More generally one can play this game with any unit in the degree zero part of the central ring of our suspended category (in plainer language we can twist by automorphisms of the identity functor commuting with suspension). In this note Balmer shows that this leads to suspended categories with infinitely many triangulations. I believe that it is unknown if there can be other sorts of triangulations at least on an indecomposable category.
I currently can't think of any examples that arise naturally and I am not familiar enough with the one you mention to be able to say at the moment whether or not the triangulations agree. If the suspensions agree then I'd guess they are equivalent up to something of the form above. I'd be interested to know if they weren't.
Update Here is the sort of thing I now have in mind for the bounded derived category of finitely generated abelian groups. As a warning I haven't really thought this through too thoroughly.
The statement I think one should be after is that no matter the triangulation there is no choice involved in the isomorphism class of the cones - more precisely if one is given $f\colon X\to Y$ then $\mathrm{cone}(f)$ is up to isomorphism independent of the triangulation. It should follow from this that the sign trick that gives you the second triangulation is all the wiggle room one has.

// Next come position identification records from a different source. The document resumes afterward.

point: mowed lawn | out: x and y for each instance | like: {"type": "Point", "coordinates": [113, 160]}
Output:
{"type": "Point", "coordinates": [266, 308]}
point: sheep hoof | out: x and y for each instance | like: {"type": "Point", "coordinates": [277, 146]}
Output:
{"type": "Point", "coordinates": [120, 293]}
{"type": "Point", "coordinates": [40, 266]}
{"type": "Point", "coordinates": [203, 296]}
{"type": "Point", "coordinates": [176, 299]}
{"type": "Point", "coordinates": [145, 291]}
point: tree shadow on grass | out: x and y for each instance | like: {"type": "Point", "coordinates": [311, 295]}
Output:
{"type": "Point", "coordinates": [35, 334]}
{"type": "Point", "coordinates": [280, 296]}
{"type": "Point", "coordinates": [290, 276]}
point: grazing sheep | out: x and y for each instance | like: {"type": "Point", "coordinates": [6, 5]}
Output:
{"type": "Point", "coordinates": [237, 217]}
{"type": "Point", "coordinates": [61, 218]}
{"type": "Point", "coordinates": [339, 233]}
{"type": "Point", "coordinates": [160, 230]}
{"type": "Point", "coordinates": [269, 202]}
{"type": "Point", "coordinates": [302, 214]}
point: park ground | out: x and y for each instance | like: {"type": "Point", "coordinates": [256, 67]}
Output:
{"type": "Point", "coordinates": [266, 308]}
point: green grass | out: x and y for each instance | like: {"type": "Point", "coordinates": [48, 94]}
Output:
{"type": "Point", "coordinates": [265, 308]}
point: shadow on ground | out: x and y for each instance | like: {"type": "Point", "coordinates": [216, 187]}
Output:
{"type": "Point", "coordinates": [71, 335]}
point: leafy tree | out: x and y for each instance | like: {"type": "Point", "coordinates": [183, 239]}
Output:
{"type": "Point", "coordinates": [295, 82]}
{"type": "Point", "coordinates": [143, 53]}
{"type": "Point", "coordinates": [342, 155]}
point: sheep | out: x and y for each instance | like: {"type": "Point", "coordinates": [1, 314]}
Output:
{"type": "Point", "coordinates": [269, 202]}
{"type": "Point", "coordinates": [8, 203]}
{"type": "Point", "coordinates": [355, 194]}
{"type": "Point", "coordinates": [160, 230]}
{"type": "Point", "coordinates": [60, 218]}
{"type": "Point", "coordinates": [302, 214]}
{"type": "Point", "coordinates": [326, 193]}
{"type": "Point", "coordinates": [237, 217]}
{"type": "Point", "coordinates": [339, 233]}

Denote by $\#X$ the non-negative integer $\lvert \{i\in \mathbb{Z} \;\vert\; H^i(X)\neq 0\} \rvert$, and try to run an induction on this quantity. If $X$ is the suspension of a group and we are given $f\colon X\to Y$ we can desuspend and assume it is in degree zero since this will just rotate the triangle. Complete $f$ to a triangle
$$ X \stackrel{f}{\to} Y \to Z \to \Sigma X$$
Applying $\mathrm{Hom}(\mathbb{Z},-)$ gives an exact sequence of abelian groups which tells us that (where since we are not assuming the standard triangulation the use of cohomological notation is slightly abusive but just denotes the corresponding graded piece) $H^i(Z) \cong H^i(Y)$ for $i\leq -2$ and $i\geq 1$, that $H^0(Z) \cong \mathrm{coker} \; H^0(f)$, and that $H^{-1}(Z)$ is determined up to extension by
$$0 \to H^{-1}(Y) \to H^{-1}(Z) \to \mathrm{ker}\;H^0(f) \to 0$$
but there is still no choice involved here since the element of $\mathrm{Ext}^1$ giving this extension is determined by the "degree 1 part" (what I mean by this is if $X$ has torsion it might map up to the piece of $Y$ in degree 1) of $f$ (I think - this is the bit I didn't really check). Thus the graded pieces of $Z$ are determined up to isomorphism and hence so is $Z$ since everything is a sum of its cohomology.
Now if we assume we have uniqueness for maps out of guys with less than $n$ pieces and let $\#X = n$ and suppose we are given $f\colon X\to Y$ which completes to a triangle with cone $Z$. Write $X$ as $X' \oplus X''$ where $\#X' < n$. Using the octahedral axiom we get a triangle (we can actually cook up 4 in this way but we only need 1)
$$W \to \Sigma^{-1}Z \to X' \to \Sigma W$$
and since $\#X' < n$ the inductive hypothesis implies $Z$ is uniquely determined up to isomorphism.
I'd be interested if anyone has any ideas for an invariant that would detect the difference between these two triangulations on $D^b(\mathbb{Z})$ - they are really almost the same in every way I can think of except that the mapping axiom can fail between the triangles in each of them.